In another study, investigators studied the effects of atorvastatin on the DAS of patients suffering from RA. 30 patients were randomly assigned into two groups, and were assessed for their DAS at baseline and 6 months. Group 1 (n=15, baseline DAS=6.19±0.82) received Methotrexate 15.5mg±1.3 qweek and prednisone 10mg qday. Group 2 (n=15, baseline DAS=6.09±0.88) received the same medications as Group 1 with the addition of atorvastatin 40mg qday. Patients in Group 2 had a statistically significant lower DAS after 6 months (3.9±0.45) than patients in Group 1 (5.27±0.66) with a p-value of <0.0014.
Another double-blind, randomized placebo control trial studied the effects of atorvastatin on DAS in RA patients who had been initiated on DMARD therapy for at least three months. The intervention group (n=58) was given 40mg of atorvastatin daily, and the control group (n=58) was given a 40mg placebo. Patients were assessed for DAS at baseline, 3 months, and 6 months. The study found that the intervention group (baseline DAS=5.75±1.10) experienced a 0.50 decrease in DAS (p=0.004) after 6 months of treatment. The placebo group (baseline DAS=5.88±0.97) showed a 0.03 increase in DAS (p=0.004) after 6 months of treatment5.

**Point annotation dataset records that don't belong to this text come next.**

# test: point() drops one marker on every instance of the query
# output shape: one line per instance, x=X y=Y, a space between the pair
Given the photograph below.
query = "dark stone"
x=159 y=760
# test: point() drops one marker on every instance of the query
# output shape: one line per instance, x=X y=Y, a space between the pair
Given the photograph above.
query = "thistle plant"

While the use of statins is not officially recognized by the American College of Rheumatologists, there are a growing number of studies showing their benefit in decreasing joint inflammation in RA patients suffering with a low to moderate DAS. Additionally, it has previously been shown that even patients with good lipid profiles and no significant cardiovascular history can benefit from the use of statins without significant side effects6. Taking all of this into consideration, along with the fact that AC’s medication profile indicates a low to moderate DAS, I believe there is no problem with AC taking atorvastatin with his other RA medications. We simply need to counsel AC on the medication, and ensure he is being appropriately monitored for statin use by his physician.